Up to now, your drawing units have been display pixels, also known as device coordinates. The EX04A drawing units are pixels because the device context has the default mapping mode, MM_TEXT, assigned to it. The statement
pDC->Rectangle(CRect(0, 0, 200, 200));
draws a square of 200-by-200 pixels, with its top-left corner at the top left of the window's client area. (Positive y values increase as you move down the window.) This square would look smaller on a high-resolution display of 1024-by-768 pixels than it would look on a standard VGA display that is 640-by-480 pixels, and it would look tiny if printed on a laser printer with 600-dpi resolution. (Try EX04A's Print Preview feature to see for yourself.)

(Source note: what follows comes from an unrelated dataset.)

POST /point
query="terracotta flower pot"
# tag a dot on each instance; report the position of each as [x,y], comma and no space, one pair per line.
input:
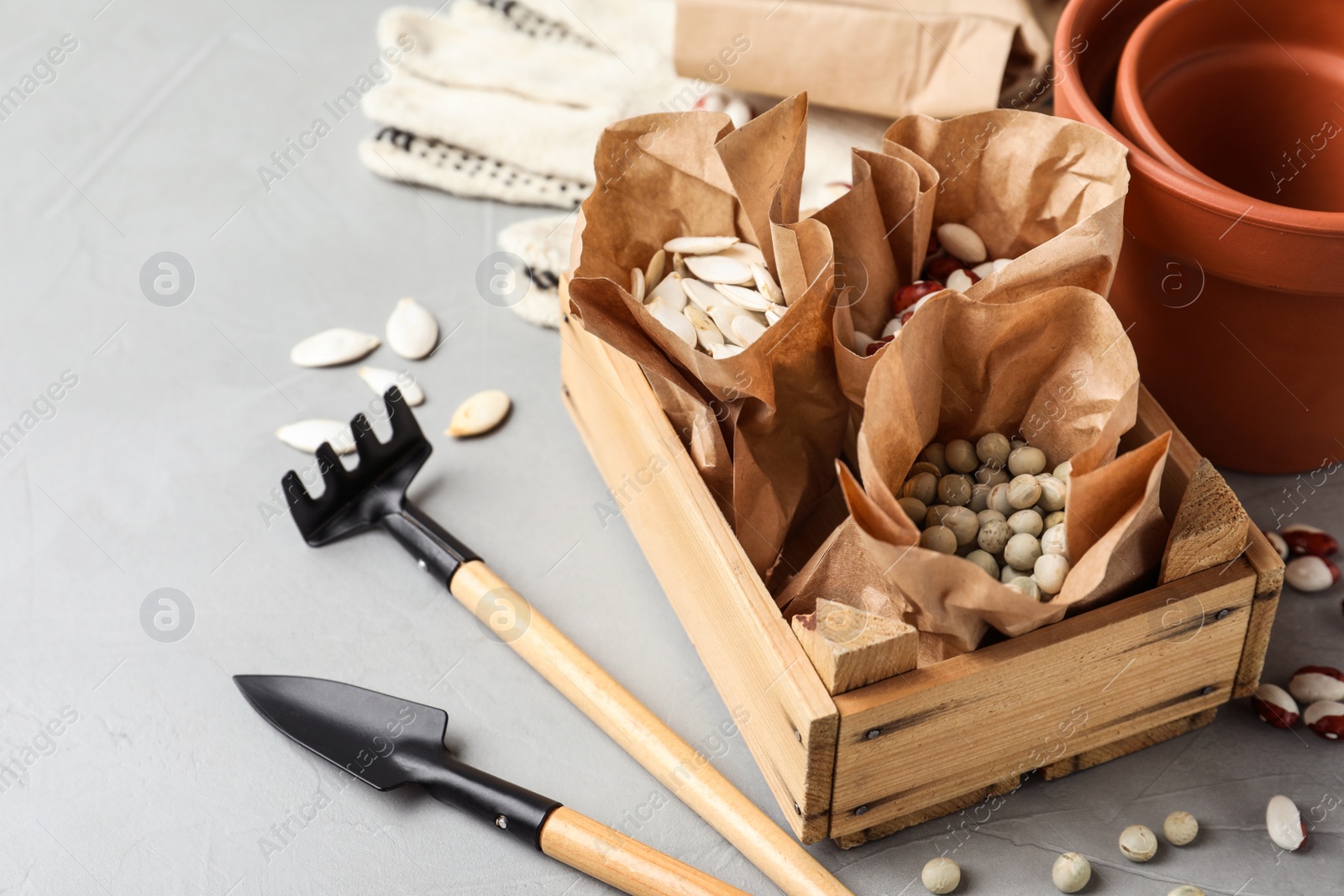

What if you want the square to be 4-by-4 centimeters (cm), regardless of the display device? Windows provides a number of other mapping modes, or coordinate systems, that can be associated with the device context. Coordinates in the current mapping mode are called logical coordinates. If you assign the MM_HIMETRIC mapping mode, for example, a logical unit is 1/100 millimeter (mm) instead of 1 pixel. In the MM_HIMETRIC mapping mode, the y axis runs in the opposite direction to that in the MM_TEXT mode: y values decrease as you move down. Thus, a 4-by-4-cm square is drawn in logical coordinates this way:
pDC->Rectangle(CRect(0, 0, 4000, -4000));
Looks easy, doesn't it? Well, it isn't, because you can't work only in
logical coordinates. Your program is always switching between device coordinates and logical coordinates, and you need to know when to convert between them. This section gives you a few rules that could make your programming life easier. First you need to know what mapping modes Windows gives you.
The MM_TEXT Mapping Mode
At first glance, MM_TEXT appears to be no mapping mode at all, but rather another name for device coordinates. Almost. In MM_TEXT, coordinates map to pixels, values of x increase as you move right, and values of y increase as you move down, but you're allowed to change the origin through calls to the CDC functions SetViewportOrg and SetWindowOrg. Here's some code that sets the window origin to (100, 100) in logical coordinate space and then draws a 200-by-200-pixel square offset by (100, 100). (An illustration of the output is shown in Figure 4-2.) The logical point (100, 100) maps to the device point (0, 0). A scrolling window uses this kind of transformation.
void CMyView::OnDraw(CDC* pDC) { pDC->SetMapMode(MM_TEXT); pDC->SetWindowOrg(CPoint(100, 100)); pDC->Rectangle(CRect(100, 100, 300, 300)); }
Figure 4-2. A square drawn after the origin has been moved to (100, 100).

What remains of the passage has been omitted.